The Blue Pool is a little known spot on the southeastern tip of the island of Maui. It is absolutely gorgeous, but difficult to find. Directions in Hawaii are generally a bit obscure in any case, but to find the blue pool, you need to either find a guidebook with good directions, or find a native who knows its location.

Once you know how, the path is reasonably simple. There is a dirt road about three miles (five kilometers) long leading off of the Hana highway toward the shoreline. The road curves down past a state park, through several small plantations, and through a couple of creek beds before terminating in a small flat dirt parking area.
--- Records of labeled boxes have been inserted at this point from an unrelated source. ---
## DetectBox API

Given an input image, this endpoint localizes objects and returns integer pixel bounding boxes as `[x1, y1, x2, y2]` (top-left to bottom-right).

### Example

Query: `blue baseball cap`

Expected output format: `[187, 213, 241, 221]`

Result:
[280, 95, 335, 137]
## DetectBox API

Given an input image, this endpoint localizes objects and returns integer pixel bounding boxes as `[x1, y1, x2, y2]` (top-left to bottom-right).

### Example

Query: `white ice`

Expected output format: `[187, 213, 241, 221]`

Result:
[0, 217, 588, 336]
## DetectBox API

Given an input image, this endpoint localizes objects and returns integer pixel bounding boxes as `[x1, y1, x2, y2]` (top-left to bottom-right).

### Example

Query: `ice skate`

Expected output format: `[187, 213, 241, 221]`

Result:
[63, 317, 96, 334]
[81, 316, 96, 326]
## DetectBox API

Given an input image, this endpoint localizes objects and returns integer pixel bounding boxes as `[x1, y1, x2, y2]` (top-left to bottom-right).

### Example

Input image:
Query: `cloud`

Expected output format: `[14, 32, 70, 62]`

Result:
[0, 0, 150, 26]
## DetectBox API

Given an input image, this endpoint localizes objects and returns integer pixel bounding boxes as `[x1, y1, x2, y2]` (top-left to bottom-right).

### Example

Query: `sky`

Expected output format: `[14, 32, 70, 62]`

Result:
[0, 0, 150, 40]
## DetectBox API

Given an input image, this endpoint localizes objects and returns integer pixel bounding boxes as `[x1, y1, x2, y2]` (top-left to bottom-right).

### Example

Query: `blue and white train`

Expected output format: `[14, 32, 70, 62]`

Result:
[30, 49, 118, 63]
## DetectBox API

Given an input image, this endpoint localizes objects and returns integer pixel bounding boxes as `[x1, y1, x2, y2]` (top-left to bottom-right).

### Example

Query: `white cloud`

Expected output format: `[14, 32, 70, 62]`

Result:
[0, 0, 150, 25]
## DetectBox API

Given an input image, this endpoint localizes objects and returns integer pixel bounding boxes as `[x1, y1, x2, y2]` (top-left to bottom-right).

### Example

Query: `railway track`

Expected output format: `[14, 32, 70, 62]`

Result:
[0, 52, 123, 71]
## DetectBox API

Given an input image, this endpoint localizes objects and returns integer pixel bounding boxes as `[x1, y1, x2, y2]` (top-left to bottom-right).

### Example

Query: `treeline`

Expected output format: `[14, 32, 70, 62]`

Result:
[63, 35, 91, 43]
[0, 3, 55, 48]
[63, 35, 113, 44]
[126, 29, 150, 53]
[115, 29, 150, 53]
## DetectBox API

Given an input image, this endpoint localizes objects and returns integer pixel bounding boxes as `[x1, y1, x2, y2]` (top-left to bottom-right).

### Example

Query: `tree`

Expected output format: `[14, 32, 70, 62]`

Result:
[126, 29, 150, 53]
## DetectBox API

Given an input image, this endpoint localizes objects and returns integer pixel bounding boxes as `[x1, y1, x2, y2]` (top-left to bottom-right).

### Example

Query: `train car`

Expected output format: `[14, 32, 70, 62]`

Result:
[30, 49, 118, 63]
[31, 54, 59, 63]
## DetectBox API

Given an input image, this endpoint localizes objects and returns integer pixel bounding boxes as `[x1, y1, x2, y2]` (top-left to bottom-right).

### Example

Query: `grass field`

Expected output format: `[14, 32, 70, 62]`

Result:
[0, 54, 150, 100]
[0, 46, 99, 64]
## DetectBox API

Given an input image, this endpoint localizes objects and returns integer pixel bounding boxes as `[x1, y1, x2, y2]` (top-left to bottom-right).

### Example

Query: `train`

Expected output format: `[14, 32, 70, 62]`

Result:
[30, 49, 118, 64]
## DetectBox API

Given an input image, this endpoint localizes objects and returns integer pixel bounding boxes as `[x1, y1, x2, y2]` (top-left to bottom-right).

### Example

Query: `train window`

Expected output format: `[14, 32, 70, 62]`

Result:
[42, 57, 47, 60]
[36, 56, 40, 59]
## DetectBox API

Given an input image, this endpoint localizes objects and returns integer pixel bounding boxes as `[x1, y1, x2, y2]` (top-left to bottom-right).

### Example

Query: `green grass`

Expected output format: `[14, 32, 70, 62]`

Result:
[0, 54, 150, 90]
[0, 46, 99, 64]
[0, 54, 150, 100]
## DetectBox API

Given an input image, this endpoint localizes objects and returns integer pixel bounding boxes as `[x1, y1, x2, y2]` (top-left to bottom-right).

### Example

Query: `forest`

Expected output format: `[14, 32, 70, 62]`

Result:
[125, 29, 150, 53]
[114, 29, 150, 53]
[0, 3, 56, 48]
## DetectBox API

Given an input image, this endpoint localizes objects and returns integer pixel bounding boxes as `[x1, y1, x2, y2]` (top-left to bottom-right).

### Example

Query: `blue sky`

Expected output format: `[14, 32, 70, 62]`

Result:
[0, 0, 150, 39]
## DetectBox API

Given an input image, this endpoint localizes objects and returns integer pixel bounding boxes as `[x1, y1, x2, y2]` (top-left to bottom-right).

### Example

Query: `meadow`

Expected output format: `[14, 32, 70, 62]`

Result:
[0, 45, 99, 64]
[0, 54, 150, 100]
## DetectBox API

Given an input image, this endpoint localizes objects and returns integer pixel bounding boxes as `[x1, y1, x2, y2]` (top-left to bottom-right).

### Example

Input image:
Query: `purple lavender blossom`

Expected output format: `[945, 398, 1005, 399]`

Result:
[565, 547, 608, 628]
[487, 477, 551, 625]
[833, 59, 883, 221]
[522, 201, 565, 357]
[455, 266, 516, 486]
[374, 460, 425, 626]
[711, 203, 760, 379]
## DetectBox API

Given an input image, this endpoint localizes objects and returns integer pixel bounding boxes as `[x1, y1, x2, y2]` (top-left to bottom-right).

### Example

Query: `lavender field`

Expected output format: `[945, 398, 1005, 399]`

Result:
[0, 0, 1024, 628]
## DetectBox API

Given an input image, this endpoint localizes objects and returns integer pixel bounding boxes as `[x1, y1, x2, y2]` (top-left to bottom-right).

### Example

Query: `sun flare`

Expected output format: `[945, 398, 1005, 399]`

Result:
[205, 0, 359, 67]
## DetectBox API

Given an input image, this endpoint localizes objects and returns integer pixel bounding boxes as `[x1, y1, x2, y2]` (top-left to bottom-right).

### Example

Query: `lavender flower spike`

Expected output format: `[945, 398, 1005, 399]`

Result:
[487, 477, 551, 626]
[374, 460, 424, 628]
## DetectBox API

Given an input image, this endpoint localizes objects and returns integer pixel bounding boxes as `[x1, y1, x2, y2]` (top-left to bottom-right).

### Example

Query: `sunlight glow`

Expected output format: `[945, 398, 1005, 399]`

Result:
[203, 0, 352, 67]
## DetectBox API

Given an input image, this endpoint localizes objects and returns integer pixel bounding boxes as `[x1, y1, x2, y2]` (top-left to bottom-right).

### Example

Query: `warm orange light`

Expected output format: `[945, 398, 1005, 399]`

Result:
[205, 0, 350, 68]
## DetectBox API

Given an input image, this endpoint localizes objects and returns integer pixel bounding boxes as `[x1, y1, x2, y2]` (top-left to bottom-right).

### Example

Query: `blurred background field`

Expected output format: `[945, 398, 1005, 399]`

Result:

There's often a grizzled old man sitting there looking out toward the ocean. The parking here is pretty safe, unlike other areas on the island where you can find freshly broken safety glass on the ground at most any remote tourist attraction. (The common advice is to take your valuables with you and leave your doors unlocked and the windows down. If the thieves can see nothing's there, they will leave your car alone.)

After you park, you must wade across a shallow inlet by the ocean shore, and hike about 300 yards/meters up the shoreline over a field of small boulders. A quick climb about ten feet up over a larger pile brings you within view of the pool, and a climb down the other side brings you to its edge. The pool is about 100 feet (30 meters) across, and 10-15 feet (3-5 meters) deep. It is perpetually filled by a wide waterfall comprising the entire island-side of the pool. The water plummets from a high cliff, and keeps the pool brimming with frigid water. (Other things often plummet as well, including sticks, fish, and small boulders, leading most competent guidebooks to mention that it's not really a good idea to sit under waterfalls like the naked women in Tarzan movies tend to do.)

The view from the huge boulders edging the pool is nothing short of spectacular. The bright blue sky on one side with the sun glimmering off the crests of the waves contrasts with the rugged beauty of the black lava-rock wall towering over the pool on three sides. The roaring of the water cascading down the full width of the cliff competes for your attention agains the waves breaking on the boulder-strewn shore.

Anyone who makes it to this natural wonder is obligated to enter its icy waters if only to say they have done so. A swim across the entire pool from boulders to the base of the falls under the surface, while looking down through the crystal-clear water at the shining fish and the head-sized smooth boulders randomly covering the bottom, is literally breathtaking. There is no doubt after that swim that the "blue" in the pool's title could as well refer to the swimmers color after such a feat as to the pool itself. I'm still shivering.